A group of 115 HCA Healthcare and Christus Health hospitals sued HHS on Monday to stop the agency from retroactively changing how it calculates Medicare disproportionate share hospital payment adjustments.
Although several courts, including the U.S. Supreme Court, have struck down HHS' proposals to include Medicare Advantage patient days in the Medicare fraction for DSH payments, the agency put forward the policy again in August 2020. HHS also instructed its administrative board not to consider any DSH reimbursement appeals while it moved forward with the rulemaking. All of the plaintiff hospitals, which sued in the U.S. District Court for the District of Columbia, had pending administrative appeals to recoup their DSH payments.

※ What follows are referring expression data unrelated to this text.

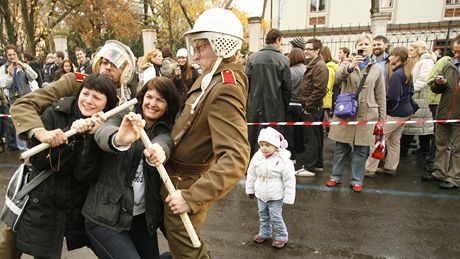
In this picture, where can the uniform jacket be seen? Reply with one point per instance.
(314, 85)
(269, 85)
(217, 137)
(372, 105)
(54, 207)
(420, 73)
(449, 105)
(272, 178)
(332, 69)
(110, 200)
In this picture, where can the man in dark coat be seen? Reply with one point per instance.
(269, 85)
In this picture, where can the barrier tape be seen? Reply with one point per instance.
(328, 123)
(318, 123)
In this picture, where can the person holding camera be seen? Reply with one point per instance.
(356, 139)
(15, 77)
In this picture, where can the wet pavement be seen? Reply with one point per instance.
(394, 217)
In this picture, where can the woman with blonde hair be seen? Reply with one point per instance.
(399, 108)
(354, 140)
(424, 63)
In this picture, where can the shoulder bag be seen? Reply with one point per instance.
(346, 104)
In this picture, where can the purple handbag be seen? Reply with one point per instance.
(346, 104)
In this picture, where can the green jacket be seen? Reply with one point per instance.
(449, 104)
(433, 99)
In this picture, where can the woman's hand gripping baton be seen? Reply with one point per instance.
(170, 187)
(39, 148)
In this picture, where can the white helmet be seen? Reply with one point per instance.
(223, 30)
(120, 55)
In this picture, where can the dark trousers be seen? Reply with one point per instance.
(7, 128)
(313, 142)
(294, 134)
(429, 160)
(136, 243)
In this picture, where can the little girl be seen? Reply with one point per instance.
(271, 178)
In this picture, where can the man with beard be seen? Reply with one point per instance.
(380, 56)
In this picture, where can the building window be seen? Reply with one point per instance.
(317, 6)
(386, 4)
(452, 2)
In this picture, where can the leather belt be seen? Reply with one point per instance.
(187, 168)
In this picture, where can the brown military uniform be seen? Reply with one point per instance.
(211, 157)
(25, 119)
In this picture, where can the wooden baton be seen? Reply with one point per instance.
(39, 148)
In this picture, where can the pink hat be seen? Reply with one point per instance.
(272, 136)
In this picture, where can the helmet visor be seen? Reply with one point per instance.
(115, 54)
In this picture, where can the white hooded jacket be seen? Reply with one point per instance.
(272, 178)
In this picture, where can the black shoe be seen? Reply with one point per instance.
(429, 168)
(429, 177)
(420, 152)
(447, 185)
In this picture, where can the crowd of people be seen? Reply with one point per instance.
(191, 106)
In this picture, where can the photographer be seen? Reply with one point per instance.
(15, 77)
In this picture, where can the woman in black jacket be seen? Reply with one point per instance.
(124, 209)
(54, 208)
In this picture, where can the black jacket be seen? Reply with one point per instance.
(110, 201)
(54, 207)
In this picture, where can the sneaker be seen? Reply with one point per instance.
(279, 243)
(331, 182)
(319, 169)
(356, 188)
(370, 174)
(386, 171)
(303, 172)
(259, 239)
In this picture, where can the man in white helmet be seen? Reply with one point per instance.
(114, 59)
(212, 150)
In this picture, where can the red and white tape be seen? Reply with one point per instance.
(318, 123)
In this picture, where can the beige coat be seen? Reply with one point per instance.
(372, 105)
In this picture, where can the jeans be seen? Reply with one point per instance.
(135, 243)
(358, 162)
(271, 212)
(294, 133)
(429, 160)
(313, 142)
(6, 127)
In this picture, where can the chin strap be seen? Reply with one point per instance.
(205, 83)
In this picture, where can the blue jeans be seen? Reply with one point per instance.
(313, 141)
(429, 160)
(271, 212)
(136, 243)
(358, 162)
(7, 128)
(294, 133)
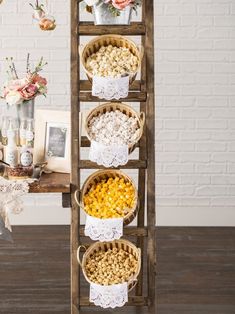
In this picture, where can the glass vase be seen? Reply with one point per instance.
(25, 110)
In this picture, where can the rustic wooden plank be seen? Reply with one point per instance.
(75, 153)
(132, 96)
(85, 85)
(150, 131)
(132, 164)
(88, 28)
(128, 231)
(51, 183)
(133, 301)
(196, 273)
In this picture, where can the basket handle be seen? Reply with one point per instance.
(135, 283)
(77, 198)
(141, 51)
(142, 119)
(78, 254)
(80, 49)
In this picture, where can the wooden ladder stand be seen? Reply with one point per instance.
(143, 92)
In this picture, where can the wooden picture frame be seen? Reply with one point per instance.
(52, 139)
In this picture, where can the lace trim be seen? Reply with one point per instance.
(108, 156)
(103, 229)
(109, 296)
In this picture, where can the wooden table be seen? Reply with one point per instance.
(53, 183)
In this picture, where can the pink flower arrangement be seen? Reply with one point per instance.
(121, 4)
(16, 91)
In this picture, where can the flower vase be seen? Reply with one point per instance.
(25, 110)
(103, 15)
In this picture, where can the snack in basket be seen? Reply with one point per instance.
(110, 198)
(110, 267)
(114, 127)
(112, 61)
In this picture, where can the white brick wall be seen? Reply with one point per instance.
(195, 93)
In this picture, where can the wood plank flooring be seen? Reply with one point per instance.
(196, 271)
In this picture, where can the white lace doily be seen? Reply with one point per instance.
(10, 198)
(108, 156)
(109, 296)
(110, 88)
(103, 229)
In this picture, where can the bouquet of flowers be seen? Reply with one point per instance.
(115, 6)
(46, 21)
(17, 90)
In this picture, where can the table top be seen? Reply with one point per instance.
(51, 183)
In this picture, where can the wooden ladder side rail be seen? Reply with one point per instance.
(75, 152)
(142, 172)
(150, 125)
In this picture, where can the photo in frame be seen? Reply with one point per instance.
(52, 139)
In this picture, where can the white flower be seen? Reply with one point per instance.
(41, 88)
(13, 98)
(90, 3)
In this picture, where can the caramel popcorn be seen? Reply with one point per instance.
(110, 267)
(112, 61)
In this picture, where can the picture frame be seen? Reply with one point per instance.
(52, 139)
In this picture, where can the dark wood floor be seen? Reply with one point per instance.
(196, 271)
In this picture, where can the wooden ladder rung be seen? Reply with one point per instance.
(88, 28)
(86, 143)
(132, 96)
(128, 231)
(133, 301)
(132, 164)
(85, 85)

"The agency has never acknowledged the enormous adverse financial impact on hospitals of the 2004 policy change, nor has the agency ever explained why the policy change is appropriate despite that adverse impact on the nation's safety-net hospitals, like the plaintiff's, that shoulder the financial burden of treating a disproportionate share of low-income patients," the complaint said.
The changes could affect billions of dollars in Medicare funding. The formula has been challenged successfully several times since they were first put forward in the 2005 inpatient prospective payment system rule. The Supreme Court in 2019 reversed the policy in a 7-1 decision and said the agency had to follow a notice-and-comment rulemaking to make the changes.